‌

Our selection of the top business news sources on the web.

AM edition. Issue number 953

Latest 10 stories. Click the button for more.

‌

Infographic: Four critical DeepSeek enablers

The DeepSeek team has introduced several high-impact changes to Large Language Model (LLM) architecture to enhance performance and efficiency:

Multi-Head Latent Attention (MLA): This mechanism enables the model to process multiple facets of input data simultaneously, improving both efficiency and performance. MLA reduces the memory required to compute a transformer's attention by a factor of 7.5x to 20x, a breakthrough that makes large-scale AI applications more feasible. Unlike Flash Attention, which improves data organization in memory, MLA compresses the KV cache into a lower-dimensional space, significantly reducing memory usage—down to 5% to 13% of traditional attention mechanisms—while maintaining performance.
Mixture-of-Experts (MoE) Architecture: DeepSeek employs an MoE system that activates only a subset of its total parameters during any given task. For instance, in DeepSeek-V3, only 37 billion out of 671 billion parameters are active at a time, significantly reducing computational costs. This approach enhances efficiency and aligns with the trend of making AI models more compute-light, allowing freed-up GPU resources to be allocated to multi-modal processing, spatial intelligence, or genomic analysis. MoE models, as also leveraged by Mistral and other leading AI labs, allow for scalability while keeping inference costs manageable.
FP8 Floating Point Precision: To enhance computational efficiency, DeepSeek-V3 utilizes FP8 floating point precision during training, which helps in reducing memory usage and accelerating computation. This follows a broader trend in AI to optimize training methodologies, potentially influencing the approach taken by U.S.-based LLM providers. Given China's restricted access to high-end GPUs due to U.S. export controls, optimizations like FP8 and MLA are critical in overcoming hardware limitations.
DeepSeek-R1 and Test-Time Compute Capabilities: DeepSeek-R1 is a model that leverages reinforcement learning (RL) to enable test-time compute, significantly improving reasoning capabilities. The model was trained using an innovative RL strategy, incorporating fine-tuned Chain of Thought (CoT) data and supervised fine-tuning (SFT) data across multiple domains. Notably, DeepSeek demonstrated that any sufficiently powerful LLM can be transformed into a high-performance reasoning model using only 800k curated training samples. This technique allows for rapid adaptation of smaller models, such as Qwen and LLaMa-70b, into competitive reasoners.
Distillation to Smaller Models: The team has developed distilled versions of their models, such as DeepSeek-R1-Distill, which are fine-tuned on synthetic data generated by larger models. These distilled models contain fewer parameters, making them more efficient while retaining significant capabilities. DeepSeek’s ability to achieve comparable reasoning performance at a fraction of the cost of OpenAI’s models (5% of the cost, according to Pelliccione) has disrupted the AI landscape.

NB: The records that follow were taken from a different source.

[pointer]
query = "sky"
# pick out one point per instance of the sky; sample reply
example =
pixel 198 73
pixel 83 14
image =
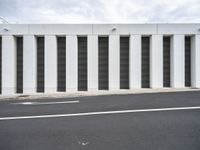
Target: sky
pixel 100 11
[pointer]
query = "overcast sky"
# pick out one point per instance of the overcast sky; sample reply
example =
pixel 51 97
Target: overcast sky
pixel 100 11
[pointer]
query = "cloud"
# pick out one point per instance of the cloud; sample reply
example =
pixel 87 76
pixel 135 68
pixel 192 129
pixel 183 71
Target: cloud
pixel 100 11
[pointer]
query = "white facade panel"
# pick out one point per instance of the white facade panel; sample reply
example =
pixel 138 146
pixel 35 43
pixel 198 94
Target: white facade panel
pixel 114 62
pixel 177 32
pixel 92 62
pixel 71 63
pixel 29 64
pixel 50 51
pixel 8 65
pixel 178 61
pixel 135 61
pixel 195 61
pixel 156 61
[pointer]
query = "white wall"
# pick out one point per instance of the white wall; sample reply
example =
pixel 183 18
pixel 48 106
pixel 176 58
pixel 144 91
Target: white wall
pixel 29 64
pixel 92 31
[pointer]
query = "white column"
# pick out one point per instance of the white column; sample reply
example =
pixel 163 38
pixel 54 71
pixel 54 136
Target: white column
pixel 195 61
pixel 50 64
pixel 71 63
pixel 156 61
pixel 29 64
pixel 114 62
pixel 178 61
pixel 8 65
pixel 92 62
pixel 135 61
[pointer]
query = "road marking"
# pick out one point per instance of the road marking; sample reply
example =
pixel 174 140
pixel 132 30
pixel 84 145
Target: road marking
pixel 100 113
pixel 45 103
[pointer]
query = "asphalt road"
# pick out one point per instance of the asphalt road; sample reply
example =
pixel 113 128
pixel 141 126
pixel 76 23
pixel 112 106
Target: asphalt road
pixel 145 130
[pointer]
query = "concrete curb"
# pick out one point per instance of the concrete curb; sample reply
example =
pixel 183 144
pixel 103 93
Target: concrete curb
pixel 91 93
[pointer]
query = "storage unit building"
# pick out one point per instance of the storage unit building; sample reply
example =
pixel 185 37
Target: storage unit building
pixel 50 58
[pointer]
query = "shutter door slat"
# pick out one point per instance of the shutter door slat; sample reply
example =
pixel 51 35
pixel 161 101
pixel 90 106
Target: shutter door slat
pixel 40 64
pixel 82 63
pixel 0 64
pixel 61 51
pixel 103 63
pixel 19 45
pixel 124 62
pixel 187 61
pixel 166 61
pixel 145 62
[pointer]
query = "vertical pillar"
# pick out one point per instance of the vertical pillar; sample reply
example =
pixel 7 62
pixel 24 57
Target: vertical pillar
pixel 50 74
pixel 178 61
pixel 92 62
pixel 114 62
pixel 135 61
pixel 195 61
pixel 156 61
pixel 71 63
pixel 8 65
pixel 29 64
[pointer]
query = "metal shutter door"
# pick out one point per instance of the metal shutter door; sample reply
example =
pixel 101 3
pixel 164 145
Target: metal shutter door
pixel 61 51
pixel 19 43
pixel 187 61
pixel 82 63
pixel 0 64
pixel 40 64
pixel 103 63
pixel 124 62
pixel 145 62
pixel 166 61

The Impact of Open-Source Models:

DeepSeek's success highlights a fundamental shift in AI development. Traditionally, leading-edge models have been closed-source and controlled by Western AI firms like OpenAI, Google, and Anthropic. However, DeepSeek's approach, leveraging open-source components while innovating on training efficiency, has disrupted this dynamic. Pelliccione notes that DeepSeek now offers similar performance to OpenAI at just 5% of the cost, making high-quality AI more accessible. This shift pressures proprietary AI companies to rethink their business models and embrace greater openness.

Challenges and Innovations in the Chinese AI Ecosystem:

China's AI sector faces major constraints, particularly in access to high-performance GPUs due to U.S. export restrictions. Yet, Chinese companies like DeepSeek have turned these challenges into strengths through aggressive efficiency improvements. MLA and FP8 precision optimizations exemplify how innovation can offset hardware limitations. Furthermore, Chinese AI firms, historically focused on scaling existing tech, are now contributing to fundamental advancements in AI research, signaling a shift towards deeper innovation.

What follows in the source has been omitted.